Reporter: Nina Dwiantika | Editor: Hendra Gunawan
JAKARTA. Perbankan bakal mendapat sumber likuiditas baru. Pemerintah akan memberikan potongan pajak penghasilan (PPh) pada penempatan devisa hasil ekspor (DHE) di bank-bank tanah air.
Juda Agung, Direktur Eksekutif Bidang Moneter dan Ekonomi Bank Indonesia (BI), menyatakan, kebijakan tersebut berpotensi menarik dana dari luar negeri. “Perbankan dalam negeri akan memperoleh sumber dana likuiditas valuta asing (valas),” katanya, Jumat (26/2).
Peraturan Menteri Keuangan (PMK) Nomor 26/PMK.010/2016 yang terbit kemarin menyebutkan, DHE yang disimpan dalam bentuk deposito rupiah hanya kena pajak 7,5% untuk tenor satu bulan. Kemudian, pajak 5% untuk deposito tenor tiga bulan, dan pajak 0% buat tenor enam bulan atau lebih.
Pajak DHE rupiah lebih rendah ketimbang dollar Amerika Serikat (AS). Contoh, DHE dollar AS yang disimpan dalam deposito jangka waktu satu bulan wajib membayar pajak 10%. Sementara deposito tenor tiga bulan, enam bulan, dan seterusnya akan kena pungutan PPh masing-masing sebesar 7,5%, 2,5%, dan 0%.
Achmad Baiquni, Direktur Utama Bank Negara Indonesia (BNI), menilai, insentif pajak DHE dalam deposito akan menarik eksportir untuk menempatkan dananya di dalam negeri. Dia berharap, eksportir menaruh uangnya dalam rupiah untuk melonggarkan likuiditas rupiah.
“Jika likuiditas di pasar tinggi, ini akan mendorong perbankan untuk menyalurkan kredit,” kata Baiquni. Hanya, BNI belum menghitung potensi likuiditas yang bisa diraih. Namun, mereka tertarik mengembangkan produk untuk menyedot DHE, agar bisa mendapatkan likuiditas lebih banyak lagi.

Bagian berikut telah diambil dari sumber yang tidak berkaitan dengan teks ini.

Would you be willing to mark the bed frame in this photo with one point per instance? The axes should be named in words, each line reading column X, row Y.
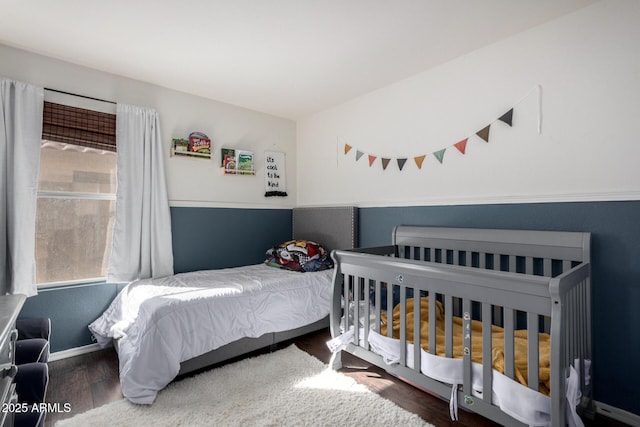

Sementara, Jahja Setiaatmadja, Direktur Utama Bank Central Asia (BCA), mengharapkan, para eksportir memilih menempatkan dana di bank dalam negeri dengan jangka waktu yang panjang. Sebab, "Kalau disimpan dalam jangka waktu pendek, efeknya hanya sedikit," tegasnya.
Kejar dana murah
Yang jelas, bank belum akan duduk tenang menunggu aliran likuiditas segar. BNI, misalnya. Mereka berharap mengantongi likuiditas murah lewat pembentukan induk usaha (holding) lembaga keuangan BUMN.
Menurut Baiquni, holding lembaga keuangan BUMN bermanfaat untuk mencari dana nonkonvensional nan murah. Misalnya, pinjaman bilateral. “Bila ada holding, kami akan mendapatkan harga pinjaman yang lebih rendah,” ujar Baiquni. BNI sendiri tahun ini berencana memburu pinjaman bilateral untuk memenuhi kebutuhan penyaluran kreditnya.
Selain pinjaman bilateral, sejumlah bank pun gencar memburu dana murah dalam bentuk giro dan tabungan (CASA). Tahun ini, Bank Mandiri berambisi mendongkrak CASA dengan mematok pertumbuhan dana pihak ketiga (DPK) sebesar 12%. Sedangkan Bank Rakyat Indonesia (BRI) menargetkan DPK lebih tinggi yakni naik 15%.
Selain insentif DHE, likuiditas bank melonggar karena setoran giro wajib minimum (GWM) yang turun 100 basis poin (bps) menjadi 6,5%. Tahun lalu, DPK perbankan hanya naik sebesar 7,3%.